Does IDET replace Fusion?

The key to attempt to answer this question relates to the criteria under which a stabilization procedure is considered or performed and what the surgeon means by the term fusion? At one end of the scale are surgeons who consider any degenerated disc appropriate grounds for rigid multi-level instrumented surgery as the primary form of patient therapy. 

 Some routinely even perform 5 level 360o fusions on patients with juvenile discogenic disease.  The majority of patients with degenerative disc problems can be effectively treated without invasive procedures.  Most certainly, the use of acute health measures followed by self-administered health maintenance programs allows the natural healing processes to progress in most cases.  It is when these fail that interventional measures such as IDET may become reasonable.  For spine surgeons who exercise judgment based on the patient's best interest, rather than their own IDET has value in helping to screen potential surgical candidates.  In the final analysis however persistent significant segmental dysfunction and/or instability can only be corrected in today's spine care with some sort of stabilization procedure be it rigid or flexible.  The day of the artificial disc is not yet upon us and, if early indications can serve as a guide, there is a great deal of homework remaining to be done in this area before the concept becomes a practical reality.

     Summary
IDET may be a reasonable procedure to consider in a selected patient with single-level discogenic pain who has not responded to more cost-effective non-invasive care.  IDET is not the treatment of choice for disc herniation, significant segmental dysfunction or instability or spinal stenosis.  IDET's efficacy is less in previously operated discs, "transitional" syndromes, and in multilevel discogenic problems.  Because IDET is a relatively expensive (about $6-10,000.00)  procedure cost-effectiveness must also be carefully considered.

IDET addresses discogenic pain.  Patients with degenerated segments typically also have pain related to facet joint dysfunction.  IDET combined with PRFFNB may be the most effective non-operative treatment combination.  This may be particularly true for "high-intensity zone" annular discal tears.  A emerging concern with IDET, however,  has been the attempt, by "feral" practitioners to misrepresent this therapy as a means of achieving procedure payment.  Shown below is an actual operative report from a non-surgeon pain management specialist which was represented as, and billed for, "surgery."

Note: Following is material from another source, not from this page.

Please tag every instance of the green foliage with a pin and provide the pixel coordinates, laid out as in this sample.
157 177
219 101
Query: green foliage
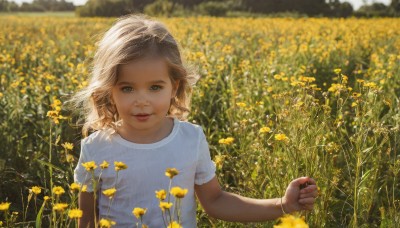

The patient needs to look at these procedures as if they were paying for them out of their own pocket and become a discrimination consumer.  Many patients who undergo invasive procedures have not adequately experienced true non-invasive "conservative care" combined with adequate following preventive measures.

As of 2003 it is clear that IDET isn't an alternative to "fusion", hasn't yet gained the acceptance of third party payors, and has not yet established itself as a cost-effective generally accepted therapy for back pain.  As one specialist stated: "The reason IDET has gotten a bad name in the community is that people are doing it on everyone" (
McGough: Health Journal, Wall Street Journal, February 11, 2003).